To my amazement, something of this has already begun to happen. Sometimes you don‘t need more money. Sometimes it’s enough to go out and do things. Why not get Kirtsty Wark dancing on Halloween night? And why not create the circumstances in which Jeremy Paxman gets to discuss his own beard? Such things happened in the 1960s, under the stewardship of Hugh Greene. They can happen again without the sky falling. They should happen more frequently. They should – dare I say it – come to define the BBC.

It may be more difficult, however, to ensure that such radical notions become part of the way the BBC thinks of itself. John Birt attempted to impose reforms top down, in what was referred to as a Leninist style. Greg Dyke came up with yellow and red cards that the staff were supposed to wave at each other.

It was perhaps necessary to rein in the powers of BBC baronies with a centralized system of commissioning, though many feel, not without reason, that this has led to a loss of diversity. Less defensible is the system of ‘compliance’ whereby programmes are checked and counter-checked against what are supposed to be the most rigorous standards of accuracy, fairness etc. Few would suggest that this system has been successful. It is certainly antipathetic to the risk-taking that is being urged on programme-makers. And meanwhile those who work in this area – lawyers most of all – find themselves doing the work of two or three people.

Working with others is something the BBC has never been good at, but it has become more difficult to do so in recent years, once again as a consequence of corporate nervousness. It is suggested now that the BBC, having less money, will need to enter partnerships. But it is not clear what constitutes a desirable partnership, and what remains verboten. You can set out in the direction of collaboration, and find yourself pulled back. At the most simple level this needs to be changed. The BBC can no longer afford a stiff-jointed system of promoting itself and its programmes that hasn’t really changed since the mid-1960s, when BBC2 was created. Why should it be so difficult to work with newspapers or, where it seems appropriate, with NGOs? The answer is that it shouldn’t be, so long as the BBC’s independence is preserved. Here as elsewhere, in order to do more the BBC needs to worry less.

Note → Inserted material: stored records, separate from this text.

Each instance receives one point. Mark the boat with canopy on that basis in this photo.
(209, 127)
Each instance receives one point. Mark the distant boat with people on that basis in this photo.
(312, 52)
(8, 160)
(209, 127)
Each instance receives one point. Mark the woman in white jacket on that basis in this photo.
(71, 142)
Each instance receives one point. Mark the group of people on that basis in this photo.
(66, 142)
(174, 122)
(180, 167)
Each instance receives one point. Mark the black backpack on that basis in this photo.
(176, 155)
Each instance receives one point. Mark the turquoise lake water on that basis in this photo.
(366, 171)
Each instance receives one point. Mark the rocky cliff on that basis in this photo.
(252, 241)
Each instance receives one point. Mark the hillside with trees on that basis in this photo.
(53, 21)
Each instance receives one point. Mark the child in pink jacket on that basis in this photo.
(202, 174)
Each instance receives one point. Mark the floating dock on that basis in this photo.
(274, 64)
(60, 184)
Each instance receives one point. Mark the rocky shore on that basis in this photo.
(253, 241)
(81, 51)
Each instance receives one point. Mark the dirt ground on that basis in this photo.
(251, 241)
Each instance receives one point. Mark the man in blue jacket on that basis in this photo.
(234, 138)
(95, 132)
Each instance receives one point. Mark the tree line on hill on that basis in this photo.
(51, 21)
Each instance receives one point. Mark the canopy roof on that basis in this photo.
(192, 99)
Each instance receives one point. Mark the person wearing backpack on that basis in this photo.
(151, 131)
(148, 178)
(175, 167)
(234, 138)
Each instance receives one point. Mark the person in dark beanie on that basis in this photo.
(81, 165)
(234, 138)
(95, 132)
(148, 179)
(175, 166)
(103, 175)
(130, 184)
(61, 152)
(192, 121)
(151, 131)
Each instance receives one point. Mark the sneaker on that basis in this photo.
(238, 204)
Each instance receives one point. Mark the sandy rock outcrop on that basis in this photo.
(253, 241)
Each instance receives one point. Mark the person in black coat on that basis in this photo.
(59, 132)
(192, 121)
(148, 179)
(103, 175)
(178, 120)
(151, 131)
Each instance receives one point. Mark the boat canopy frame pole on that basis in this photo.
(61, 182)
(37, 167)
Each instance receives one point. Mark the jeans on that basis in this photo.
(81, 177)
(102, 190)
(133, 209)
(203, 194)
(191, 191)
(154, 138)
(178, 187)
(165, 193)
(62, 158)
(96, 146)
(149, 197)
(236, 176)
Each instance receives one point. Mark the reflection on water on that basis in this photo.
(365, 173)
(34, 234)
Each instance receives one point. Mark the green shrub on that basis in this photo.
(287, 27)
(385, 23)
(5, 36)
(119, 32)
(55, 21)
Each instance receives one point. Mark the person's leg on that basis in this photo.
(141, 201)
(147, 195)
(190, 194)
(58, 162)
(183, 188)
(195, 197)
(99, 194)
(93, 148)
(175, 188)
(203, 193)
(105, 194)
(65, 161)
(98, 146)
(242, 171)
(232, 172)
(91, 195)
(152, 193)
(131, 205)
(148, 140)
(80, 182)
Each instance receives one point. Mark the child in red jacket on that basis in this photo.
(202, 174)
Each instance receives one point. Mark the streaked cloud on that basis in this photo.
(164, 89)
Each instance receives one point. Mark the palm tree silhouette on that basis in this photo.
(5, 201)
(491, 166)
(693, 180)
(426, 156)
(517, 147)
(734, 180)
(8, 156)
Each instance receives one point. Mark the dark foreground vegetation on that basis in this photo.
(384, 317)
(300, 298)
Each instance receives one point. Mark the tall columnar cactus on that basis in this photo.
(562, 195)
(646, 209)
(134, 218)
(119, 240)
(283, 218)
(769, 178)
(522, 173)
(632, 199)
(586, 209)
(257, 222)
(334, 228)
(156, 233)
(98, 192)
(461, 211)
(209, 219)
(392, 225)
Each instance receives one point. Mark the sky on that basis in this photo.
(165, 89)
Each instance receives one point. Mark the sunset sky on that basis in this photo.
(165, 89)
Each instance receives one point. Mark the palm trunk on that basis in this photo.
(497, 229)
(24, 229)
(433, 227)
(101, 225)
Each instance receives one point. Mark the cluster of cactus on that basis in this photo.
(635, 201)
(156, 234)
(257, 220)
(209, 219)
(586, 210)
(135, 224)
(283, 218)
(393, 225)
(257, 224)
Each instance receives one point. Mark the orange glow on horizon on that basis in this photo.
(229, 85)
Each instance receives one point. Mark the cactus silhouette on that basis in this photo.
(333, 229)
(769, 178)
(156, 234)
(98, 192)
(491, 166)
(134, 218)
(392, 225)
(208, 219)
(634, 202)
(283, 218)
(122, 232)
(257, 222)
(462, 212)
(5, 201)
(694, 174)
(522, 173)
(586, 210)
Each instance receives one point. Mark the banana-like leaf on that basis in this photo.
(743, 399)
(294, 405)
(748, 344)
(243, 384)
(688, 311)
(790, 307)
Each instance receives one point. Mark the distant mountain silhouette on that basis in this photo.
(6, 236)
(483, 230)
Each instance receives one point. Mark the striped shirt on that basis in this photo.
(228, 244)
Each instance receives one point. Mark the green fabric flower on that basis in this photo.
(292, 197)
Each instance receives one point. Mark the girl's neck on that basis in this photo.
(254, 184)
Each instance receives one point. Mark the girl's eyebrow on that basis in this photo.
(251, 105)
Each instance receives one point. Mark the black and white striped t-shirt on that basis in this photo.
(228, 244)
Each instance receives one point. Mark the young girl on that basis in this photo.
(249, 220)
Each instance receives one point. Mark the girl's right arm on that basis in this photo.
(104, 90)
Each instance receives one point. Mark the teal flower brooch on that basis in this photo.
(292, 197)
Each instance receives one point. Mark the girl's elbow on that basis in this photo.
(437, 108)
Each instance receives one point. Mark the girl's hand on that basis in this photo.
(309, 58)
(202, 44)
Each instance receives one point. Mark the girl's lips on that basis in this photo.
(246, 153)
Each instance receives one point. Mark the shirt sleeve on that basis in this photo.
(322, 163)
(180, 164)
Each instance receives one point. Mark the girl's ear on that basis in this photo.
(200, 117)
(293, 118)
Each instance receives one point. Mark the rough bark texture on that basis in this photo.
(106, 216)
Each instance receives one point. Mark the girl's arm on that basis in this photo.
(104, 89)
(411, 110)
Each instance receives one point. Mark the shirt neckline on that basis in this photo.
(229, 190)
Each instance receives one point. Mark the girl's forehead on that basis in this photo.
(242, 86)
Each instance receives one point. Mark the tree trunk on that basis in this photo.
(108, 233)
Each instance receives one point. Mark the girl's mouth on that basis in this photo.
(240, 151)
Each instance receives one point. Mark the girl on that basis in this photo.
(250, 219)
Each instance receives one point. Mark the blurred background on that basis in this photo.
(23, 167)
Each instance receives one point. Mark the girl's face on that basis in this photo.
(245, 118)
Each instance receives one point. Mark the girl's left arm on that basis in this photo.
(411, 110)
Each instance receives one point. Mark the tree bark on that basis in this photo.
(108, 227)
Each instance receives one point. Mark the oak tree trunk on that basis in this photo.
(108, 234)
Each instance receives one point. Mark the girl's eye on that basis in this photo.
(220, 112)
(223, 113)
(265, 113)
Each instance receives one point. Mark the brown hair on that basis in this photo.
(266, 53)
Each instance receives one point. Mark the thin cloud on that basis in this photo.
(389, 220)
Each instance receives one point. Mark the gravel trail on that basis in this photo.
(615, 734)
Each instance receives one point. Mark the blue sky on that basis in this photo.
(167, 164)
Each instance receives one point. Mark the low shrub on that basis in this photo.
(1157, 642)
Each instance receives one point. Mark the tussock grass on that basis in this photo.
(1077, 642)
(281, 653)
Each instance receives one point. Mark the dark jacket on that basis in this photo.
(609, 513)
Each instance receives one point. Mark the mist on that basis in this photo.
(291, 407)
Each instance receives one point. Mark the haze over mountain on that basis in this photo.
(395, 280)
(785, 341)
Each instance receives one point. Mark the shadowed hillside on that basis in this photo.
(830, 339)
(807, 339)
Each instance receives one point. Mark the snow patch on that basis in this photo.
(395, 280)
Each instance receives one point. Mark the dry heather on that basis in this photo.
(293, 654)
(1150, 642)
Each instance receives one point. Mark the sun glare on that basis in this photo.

But I don’t feel that such changes are so difficult to implement. Though I cannot explain exactly why, my sense is that we are in for a good BBC time – and not necessarily a golden age that we can then remember with fondness when the horrors return. Why not be bold, after all? Why not try it out?

As far as the Hall non- or anti-doctrine goes, I have a simple, uncontroversial suggestion. There should be no overt or systemic management reforms. No consultants must be hauled in to scrutinize organigrams or create more of them. Instead, those who make programmes, or supervise them should feel free to say how the way they work can be improved. They can take responsibility for improving it. The BBC has to learn to listen to itself again. We’ll know this is happening when it begins to happen.